Loosely modelled on the CBC-TV reality show, the cardiac centre’s innovation committee in 2012 awarded $150,000 in philanthropic funds to a blood-saving experiment pitched by Keyvan Karkouti and his colleagues. Their goal was to adopt a point-of-care testing system that some European hospitals had used to better predict what kind of blood product a patient might need at the end of a major surgery, when it is tricky to assess which patients will not clot well and why.
Some need platelets, others plasma or other blood products. If doctors give the wrong one, the patient won’t suffer serious problems, but the blood product will have been wasted.
“There’s risks associated with blood transfusions, even though they’re small,” said Barry Rubin, medical director of Toronto’s Peter Munk Cardiac Centre. “Now, rather than just making a decision in the operating room based on, ‘Hmmm, I think that there’s a significant amount of blood, we should do something in terms of transfusing,’ now we actually have a process in place. By following the process, that allows you to make clinical decisions in a much more rigorous way.”
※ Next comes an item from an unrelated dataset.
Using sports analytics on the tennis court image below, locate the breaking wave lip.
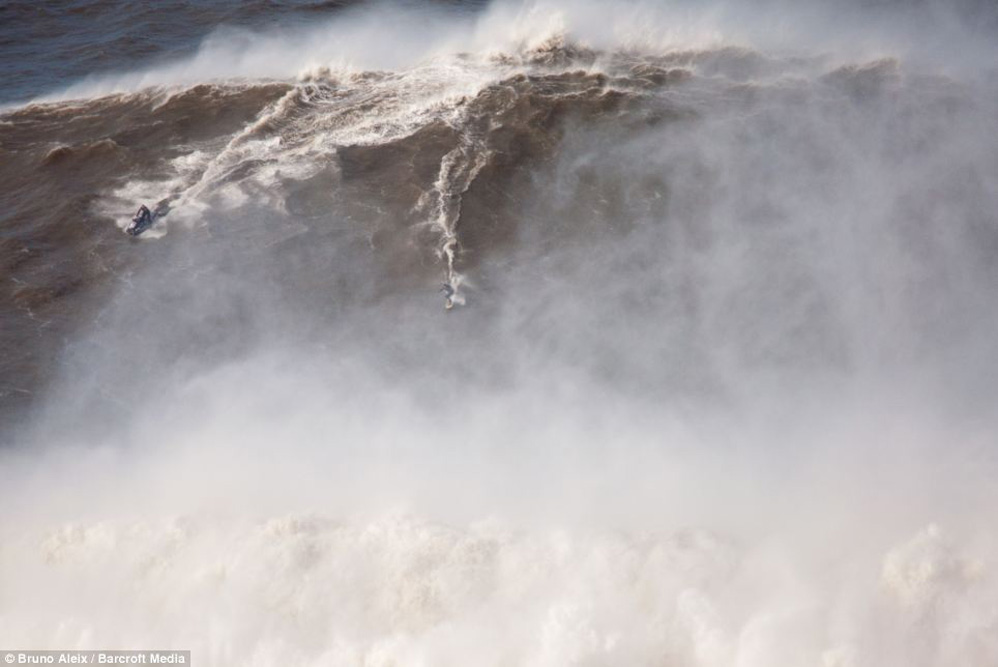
[17,0,994,110]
On the day of Mr. Towns’s procedure, a nurse withdrew a vial of his blood from the heart-lung machine toward the end of the surgery, then walked it down the hall to a lab containing two machines that insert a rod into the vial and spin it to see how quickly clotting begins in the blood sample.
A graph crawled across the screen, which Dr. Karkouti interpreted to mean that Mr. Towns was unlikely to bleed enough to require a transfusion of any kind.
After restarting Mr. Towns’s heart and unhooking him from the heart-lung machine, the surgeons packed his heart with two sponges and observed a “five-minute rule,” an aspect of the new regime that helps the surgical team assess just how much the patient is bleeding.
When five minutes had elapsed, the sponges were placed on a scale. If they weighed more than 60 grams, it could be a sign the patient would bleed more than expected. The sponges weighed 83 grams.
Rather than rush to transfuse, the surgical team waited a few more minutes, reassured by the earlier test results. Mr. Towns’s bleeding soon stopped on its own and the surgical team closed his chest. No transfusion necessary.
The pilot project, which began with cardiac surgeries in January of 2013, has now been expanded to lung and liver transplants at Toronto General Hospital, which is part of the University Health Network. The work is now funded permanently by the hospital.
Dr. Karkouti and his colleagues, meantime, have received a grant to run a formal clinical trial of the regime at 12 hospitals, which is set to begin in September.
“I don’t think that there’s a better strategy than what we’ve done here because the blood that you save, that you end up not having to transfuse during cardiac surgery cases and now during lung transplants and liver transplants, which by their very nature are significant blood loss cases, occasionally, that blood is now available for somebody else to use,” Dr. Rubin said.